In adopting a grand strategy, Nigeria must first clearly define its objectives for winning against the adversaries being fought. This means that a one size fits all cannot be applied against the different groups Nigeria is fighting. To succeed, the Nigerian government needs to understand the adversaries, their principal weaknesses and their strengths in relation to its strengths and weaknesses.
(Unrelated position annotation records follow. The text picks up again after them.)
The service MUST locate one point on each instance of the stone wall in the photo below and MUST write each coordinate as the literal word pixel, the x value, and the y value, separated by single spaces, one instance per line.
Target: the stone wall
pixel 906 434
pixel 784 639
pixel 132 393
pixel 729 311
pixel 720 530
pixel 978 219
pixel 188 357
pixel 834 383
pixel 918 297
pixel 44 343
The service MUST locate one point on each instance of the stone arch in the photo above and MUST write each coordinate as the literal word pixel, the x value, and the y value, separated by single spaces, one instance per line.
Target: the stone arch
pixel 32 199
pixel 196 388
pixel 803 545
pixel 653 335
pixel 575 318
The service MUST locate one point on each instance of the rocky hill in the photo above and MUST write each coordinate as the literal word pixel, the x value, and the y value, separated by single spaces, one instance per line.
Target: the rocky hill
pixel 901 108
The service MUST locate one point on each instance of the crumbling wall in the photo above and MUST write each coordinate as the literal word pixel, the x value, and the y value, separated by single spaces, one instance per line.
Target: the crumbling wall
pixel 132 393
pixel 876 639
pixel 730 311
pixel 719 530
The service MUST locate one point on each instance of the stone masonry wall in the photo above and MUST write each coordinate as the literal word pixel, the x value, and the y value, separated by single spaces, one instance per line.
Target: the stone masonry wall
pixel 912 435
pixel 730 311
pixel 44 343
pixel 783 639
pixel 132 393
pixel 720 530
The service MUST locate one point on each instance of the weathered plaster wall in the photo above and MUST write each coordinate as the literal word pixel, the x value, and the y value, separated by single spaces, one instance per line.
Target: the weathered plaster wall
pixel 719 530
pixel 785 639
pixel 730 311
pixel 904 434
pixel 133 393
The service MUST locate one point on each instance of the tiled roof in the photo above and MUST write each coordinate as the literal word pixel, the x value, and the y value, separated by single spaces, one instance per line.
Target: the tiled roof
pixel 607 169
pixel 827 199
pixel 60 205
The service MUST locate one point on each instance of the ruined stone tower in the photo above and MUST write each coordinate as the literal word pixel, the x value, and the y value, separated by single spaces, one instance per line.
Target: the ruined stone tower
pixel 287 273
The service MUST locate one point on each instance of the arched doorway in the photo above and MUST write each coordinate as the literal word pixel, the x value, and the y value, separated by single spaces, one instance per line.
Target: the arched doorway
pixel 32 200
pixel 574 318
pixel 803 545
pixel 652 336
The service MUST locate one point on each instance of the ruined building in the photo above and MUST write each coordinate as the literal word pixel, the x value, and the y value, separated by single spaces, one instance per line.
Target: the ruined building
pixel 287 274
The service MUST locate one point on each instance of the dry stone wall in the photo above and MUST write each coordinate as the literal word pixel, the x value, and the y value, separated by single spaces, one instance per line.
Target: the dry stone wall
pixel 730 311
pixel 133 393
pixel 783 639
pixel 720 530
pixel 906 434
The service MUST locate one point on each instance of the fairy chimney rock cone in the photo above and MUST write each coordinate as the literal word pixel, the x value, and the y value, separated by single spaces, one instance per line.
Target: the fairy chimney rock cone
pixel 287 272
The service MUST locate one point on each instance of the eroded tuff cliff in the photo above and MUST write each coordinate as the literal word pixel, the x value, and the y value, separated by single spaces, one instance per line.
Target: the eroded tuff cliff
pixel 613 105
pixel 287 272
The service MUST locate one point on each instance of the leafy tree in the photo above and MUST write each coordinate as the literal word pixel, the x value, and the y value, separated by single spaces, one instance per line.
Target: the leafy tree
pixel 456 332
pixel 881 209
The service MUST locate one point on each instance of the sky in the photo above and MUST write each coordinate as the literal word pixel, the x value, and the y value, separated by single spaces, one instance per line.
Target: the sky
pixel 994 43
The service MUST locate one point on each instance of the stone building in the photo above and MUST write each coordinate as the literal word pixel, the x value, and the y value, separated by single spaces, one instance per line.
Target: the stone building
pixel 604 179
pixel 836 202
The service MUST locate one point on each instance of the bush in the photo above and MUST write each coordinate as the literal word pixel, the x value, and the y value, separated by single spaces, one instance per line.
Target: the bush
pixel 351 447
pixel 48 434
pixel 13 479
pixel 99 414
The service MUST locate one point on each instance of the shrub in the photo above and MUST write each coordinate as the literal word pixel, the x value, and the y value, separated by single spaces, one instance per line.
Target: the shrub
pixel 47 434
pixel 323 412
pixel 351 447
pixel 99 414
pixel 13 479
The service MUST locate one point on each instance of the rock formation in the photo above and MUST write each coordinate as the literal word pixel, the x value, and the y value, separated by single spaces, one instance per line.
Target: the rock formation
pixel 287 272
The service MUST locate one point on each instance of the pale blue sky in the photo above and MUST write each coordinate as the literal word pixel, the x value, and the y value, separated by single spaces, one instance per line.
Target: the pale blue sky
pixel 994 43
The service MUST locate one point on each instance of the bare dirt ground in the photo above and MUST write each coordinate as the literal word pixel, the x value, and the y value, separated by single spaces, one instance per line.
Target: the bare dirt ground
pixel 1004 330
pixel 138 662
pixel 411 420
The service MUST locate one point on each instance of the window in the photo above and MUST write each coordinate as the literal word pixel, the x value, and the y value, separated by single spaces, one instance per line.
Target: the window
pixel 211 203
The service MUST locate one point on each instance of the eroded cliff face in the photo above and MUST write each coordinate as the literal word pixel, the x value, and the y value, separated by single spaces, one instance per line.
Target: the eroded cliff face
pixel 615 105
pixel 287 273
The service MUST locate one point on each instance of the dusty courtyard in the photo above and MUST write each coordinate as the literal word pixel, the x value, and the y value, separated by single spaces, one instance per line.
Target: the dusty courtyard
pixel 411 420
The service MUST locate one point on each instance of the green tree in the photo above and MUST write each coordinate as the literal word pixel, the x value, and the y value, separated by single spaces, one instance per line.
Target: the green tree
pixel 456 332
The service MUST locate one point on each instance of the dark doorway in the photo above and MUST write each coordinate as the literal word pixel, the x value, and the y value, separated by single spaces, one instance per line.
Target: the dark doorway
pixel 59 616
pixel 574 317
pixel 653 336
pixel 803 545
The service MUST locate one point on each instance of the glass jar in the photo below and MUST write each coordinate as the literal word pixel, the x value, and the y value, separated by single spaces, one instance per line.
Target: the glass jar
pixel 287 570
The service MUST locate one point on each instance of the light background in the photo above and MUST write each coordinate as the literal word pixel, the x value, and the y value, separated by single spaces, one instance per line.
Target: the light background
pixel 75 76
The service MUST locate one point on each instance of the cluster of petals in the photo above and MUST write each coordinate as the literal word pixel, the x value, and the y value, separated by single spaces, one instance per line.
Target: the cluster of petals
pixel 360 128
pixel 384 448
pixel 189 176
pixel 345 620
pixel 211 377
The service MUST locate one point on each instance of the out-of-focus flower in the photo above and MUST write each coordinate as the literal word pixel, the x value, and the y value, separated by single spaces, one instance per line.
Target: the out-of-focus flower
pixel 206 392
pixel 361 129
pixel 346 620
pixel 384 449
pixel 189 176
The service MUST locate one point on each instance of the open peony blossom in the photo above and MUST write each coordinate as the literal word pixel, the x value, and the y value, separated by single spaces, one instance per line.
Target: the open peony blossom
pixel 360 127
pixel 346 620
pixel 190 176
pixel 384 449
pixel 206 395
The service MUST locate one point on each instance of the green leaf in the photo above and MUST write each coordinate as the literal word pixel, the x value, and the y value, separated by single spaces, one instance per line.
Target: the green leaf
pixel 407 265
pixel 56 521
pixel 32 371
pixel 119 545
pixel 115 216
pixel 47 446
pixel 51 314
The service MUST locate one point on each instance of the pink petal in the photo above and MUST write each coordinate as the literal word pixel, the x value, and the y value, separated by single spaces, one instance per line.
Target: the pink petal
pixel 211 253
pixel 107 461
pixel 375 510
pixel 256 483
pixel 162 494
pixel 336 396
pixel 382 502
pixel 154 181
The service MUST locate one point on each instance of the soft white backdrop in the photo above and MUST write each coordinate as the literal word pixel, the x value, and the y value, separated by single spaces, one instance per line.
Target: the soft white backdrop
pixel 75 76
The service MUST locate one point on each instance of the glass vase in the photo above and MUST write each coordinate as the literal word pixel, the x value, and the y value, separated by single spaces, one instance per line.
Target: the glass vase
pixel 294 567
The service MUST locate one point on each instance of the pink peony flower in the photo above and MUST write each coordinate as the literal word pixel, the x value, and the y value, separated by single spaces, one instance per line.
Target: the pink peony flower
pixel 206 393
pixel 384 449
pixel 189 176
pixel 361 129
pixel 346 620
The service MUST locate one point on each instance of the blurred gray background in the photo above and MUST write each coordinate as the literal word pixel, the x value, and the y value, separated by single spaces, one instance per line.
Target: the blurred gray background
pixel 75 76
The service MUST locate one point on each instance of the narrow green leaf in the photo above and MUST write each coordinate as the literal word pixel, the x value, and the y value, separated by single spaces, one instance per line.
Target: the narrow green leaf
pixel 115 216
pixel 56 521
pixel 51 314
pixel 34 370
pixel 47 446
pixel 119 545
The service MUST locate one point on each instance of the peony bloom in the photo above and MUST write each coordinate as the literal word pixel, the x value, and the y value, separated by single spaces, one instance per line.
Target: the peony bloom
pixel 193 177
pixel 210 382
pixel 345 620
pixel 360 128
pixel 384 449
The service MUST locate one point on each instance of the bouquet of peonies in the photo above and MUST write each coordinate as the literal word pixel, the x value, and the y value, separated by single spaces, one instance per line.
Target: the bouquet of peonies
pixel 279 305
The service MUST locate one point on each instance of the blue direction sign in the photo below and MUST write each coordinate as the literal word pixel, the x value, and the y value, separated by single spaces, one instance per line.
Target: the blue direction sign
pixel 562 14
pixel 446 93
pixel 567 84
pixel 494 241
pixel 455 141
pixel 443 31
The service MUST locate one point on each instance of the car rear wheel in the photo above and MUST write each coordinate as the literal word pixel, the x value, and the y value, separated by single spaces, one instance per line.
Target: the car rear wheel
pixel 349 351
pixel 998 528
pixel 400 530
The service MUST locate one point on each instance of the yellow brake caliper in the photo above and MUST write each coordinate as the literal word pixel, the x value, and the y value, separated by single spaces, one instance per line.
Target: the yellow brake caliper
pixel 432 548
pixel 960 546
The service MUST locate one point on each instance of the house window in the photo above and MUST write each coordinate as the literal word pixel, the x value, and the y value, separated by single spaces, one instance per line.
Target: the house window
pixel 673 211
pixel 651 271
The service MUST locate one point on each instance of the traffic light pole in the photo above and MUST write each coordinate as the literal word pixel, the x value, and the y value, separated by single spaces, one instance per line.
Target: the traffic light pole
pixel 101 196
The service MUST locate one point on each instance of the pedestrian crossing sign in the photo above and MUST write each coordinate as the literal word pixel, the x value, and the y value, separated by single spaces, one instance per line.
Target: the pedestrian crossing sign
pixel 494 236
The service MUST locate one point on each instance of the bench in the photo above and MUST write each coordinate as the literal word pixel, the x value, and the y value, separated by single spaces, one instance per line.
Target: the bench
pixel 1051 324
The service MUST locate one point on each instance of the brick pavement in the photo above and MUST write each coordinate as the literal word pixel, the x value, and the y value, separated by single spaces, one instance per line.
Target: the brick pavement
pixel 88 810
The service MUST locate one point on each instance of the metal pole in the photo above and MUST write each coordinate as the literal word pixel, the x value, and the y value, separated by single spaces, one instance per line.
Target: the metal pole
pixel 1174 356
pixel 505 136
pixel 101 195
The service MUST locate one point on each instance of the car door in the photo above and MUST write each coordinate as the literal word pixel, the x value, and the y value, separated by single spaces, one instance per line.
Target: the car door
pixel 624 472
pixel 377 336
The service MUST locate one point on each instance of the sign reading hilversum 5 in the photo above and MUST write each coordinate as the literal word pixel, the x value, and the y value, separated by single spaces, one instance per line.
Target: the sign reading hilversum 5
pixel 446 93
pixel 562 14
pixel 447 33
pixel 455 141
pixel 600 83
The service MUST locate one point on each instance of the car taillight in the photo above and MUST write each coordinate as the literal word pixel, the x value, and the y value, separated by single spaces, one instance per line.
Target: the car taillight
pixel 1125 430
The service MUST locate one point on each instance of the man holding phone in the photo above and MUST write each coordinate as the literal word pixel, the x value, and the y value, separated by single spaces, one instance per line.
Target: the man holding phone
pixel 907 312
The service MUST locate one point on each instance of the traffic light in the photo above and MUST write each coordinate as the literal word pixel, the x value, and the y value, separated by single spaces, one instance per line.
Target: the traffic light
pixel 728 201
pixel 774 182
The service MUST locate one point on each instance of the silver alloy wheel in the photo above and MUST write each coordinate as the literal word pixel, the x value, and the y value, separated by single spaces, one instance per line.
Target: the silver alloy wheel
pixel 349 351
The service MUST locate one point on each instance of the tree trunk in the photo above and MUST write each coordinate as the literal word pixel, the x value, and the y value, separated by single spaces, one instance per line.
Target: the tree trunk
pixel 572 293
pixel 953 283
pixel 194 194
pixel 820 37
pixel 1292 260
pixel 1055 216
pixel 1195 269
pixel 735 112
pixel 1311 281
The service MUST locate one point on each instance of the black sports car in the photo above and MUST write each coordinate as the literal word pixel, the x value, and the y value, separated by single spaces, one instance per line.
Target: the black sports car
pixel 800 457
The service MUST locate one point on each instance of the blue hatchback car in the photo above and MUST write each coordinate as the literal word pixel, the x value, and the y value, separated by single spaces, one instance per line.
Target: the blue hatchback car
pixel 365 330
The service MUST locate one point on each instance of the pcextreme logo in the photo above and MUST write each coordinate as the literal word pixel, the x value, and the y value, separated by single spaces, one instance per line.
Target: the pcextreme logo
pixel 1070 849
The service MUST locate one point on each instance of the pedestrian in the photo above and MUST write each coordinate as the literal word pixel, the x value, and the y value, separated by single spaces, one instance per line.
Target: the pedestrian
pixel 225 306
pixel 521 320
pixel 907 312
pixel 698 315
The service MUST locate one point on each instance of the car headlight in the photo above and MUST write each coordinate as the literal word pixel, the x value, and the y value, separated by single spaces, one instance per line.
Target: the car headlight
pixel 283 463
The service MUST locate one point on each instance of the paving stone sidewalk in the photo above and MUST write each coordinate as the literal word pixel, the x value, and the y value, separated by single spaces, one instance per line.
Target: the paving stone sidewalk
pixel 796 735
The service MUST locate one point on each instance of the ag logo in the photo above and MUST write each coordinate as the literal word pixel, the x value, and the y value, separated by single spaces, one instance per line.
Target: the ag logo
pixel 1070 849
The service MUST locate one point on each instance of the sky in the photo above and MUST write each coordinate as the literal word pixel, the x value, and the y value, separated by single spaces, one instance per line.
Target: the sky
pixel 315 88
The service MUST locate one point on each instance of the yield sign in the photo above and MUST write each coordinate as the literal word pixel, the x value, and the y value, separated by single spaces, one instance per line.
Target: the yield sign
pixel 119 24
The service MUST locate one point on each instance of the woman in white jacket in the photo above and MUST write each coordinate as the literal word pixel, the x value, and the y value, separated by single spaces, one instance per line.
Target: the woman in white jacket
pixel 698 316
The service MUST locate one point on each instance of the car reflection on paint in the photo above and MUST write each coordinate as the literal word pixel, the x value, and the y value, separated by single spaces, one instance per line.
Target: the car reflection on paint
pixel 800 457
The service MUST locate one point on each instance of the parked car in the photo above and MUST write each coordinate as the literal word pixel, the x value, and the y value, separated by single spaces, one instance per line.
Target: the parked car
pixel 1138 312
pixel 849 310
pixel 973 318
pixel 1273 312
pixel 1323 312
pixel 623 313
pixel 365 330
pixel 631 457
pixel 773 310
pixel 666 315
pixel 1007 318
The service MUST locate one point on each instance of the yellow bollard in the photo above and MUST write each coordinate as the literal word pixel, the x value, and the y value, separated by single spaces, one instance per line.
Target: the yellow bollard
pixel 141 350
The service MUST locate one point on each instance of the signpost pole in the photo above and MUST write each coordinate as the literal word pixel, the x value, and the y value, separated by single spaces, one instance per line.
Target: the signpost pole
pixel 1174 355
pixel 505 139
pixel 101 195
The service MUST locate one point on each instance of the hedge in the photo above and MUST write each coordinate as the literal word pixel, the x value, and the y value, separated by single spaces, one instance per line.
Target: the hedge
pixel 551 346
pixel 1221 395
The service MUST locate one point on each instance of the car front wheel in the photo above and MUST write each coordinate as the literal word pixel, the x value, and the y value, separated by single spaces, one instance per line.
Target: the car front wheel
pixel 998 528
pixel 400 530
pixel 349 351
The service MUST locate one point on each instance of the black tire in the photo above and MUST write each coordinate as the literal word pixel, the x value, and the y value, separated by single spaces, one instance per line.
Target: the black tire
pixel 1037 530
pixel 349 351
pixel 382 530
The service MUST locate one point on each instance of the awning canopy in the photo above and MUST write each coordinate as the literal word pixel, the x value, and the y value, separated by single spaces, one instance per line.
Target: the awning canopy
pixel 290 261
This will require Nigeria to quickly conduct a nationwide threat assessment, to determine the overall threat landscape, root causes, the actors, weaknesses, gaps, strengths of the adversaries and Nigeria, as well as remedies moving forward.
Second, the Nigerian government must adopt a comprehensive whole-of-nation approach to counter the activities, change the narratives from their adversaries and win the hearts and minds of the people. This requires mobilizing all the influential and respected people in the country, across the ethnic groups, to work with the federal and state governments to proffer inclusive solutions, including amending the constitution. Targeting development activity to the most vulnerable groups and communities, irrespective of ethnicity. Maintaining schemes that address poverty, a prominent example being the Covid-19 cash schemes and agriculture schemes. These measures are very popular and must be done as a matter of time and urgency.
The third part of the grand strategy involves allocating a higher percentage of GDP to defence and security by increasing the armed forces and law enforcement budget. Increasing the security and defence budget will allow the army, in particular, to expand from 100,000 to 500,000, while the police can expand from 350,000 to one million, with the right recruitment drive and investment. The capacity of the country to counter internal security threats can also be increased, by developing state guards (vigilantes), manned by trained armed villagers to reinforce the security forces with their numbers. To sustain the manpower required, significant investment in resources must be made to increase the salary, welfare, healthcare and housing needs of the recruits. The government would also need to appoint an independent watchdog with subpoena and sanction power to oversee the budget expenditure to avoid corruption. These measures would significantly boost the morale and patriotism of the nation fighting men and women.
The grand strategy will allow the Nigerian government to maximize its strengths and take back the initiative. In short to make the job on no state actors as hazardous and as unattractive as possible while returning strategic advantage to the government. Indeed Nigeria is confronted with a stark reality and to succeed Nigerians must be clear-eyed that the grand strategy will require great sacrifices today to win tomorrow.
Chidozie Acholonu, Institute for Peace and Conflict Resolution, Abuja.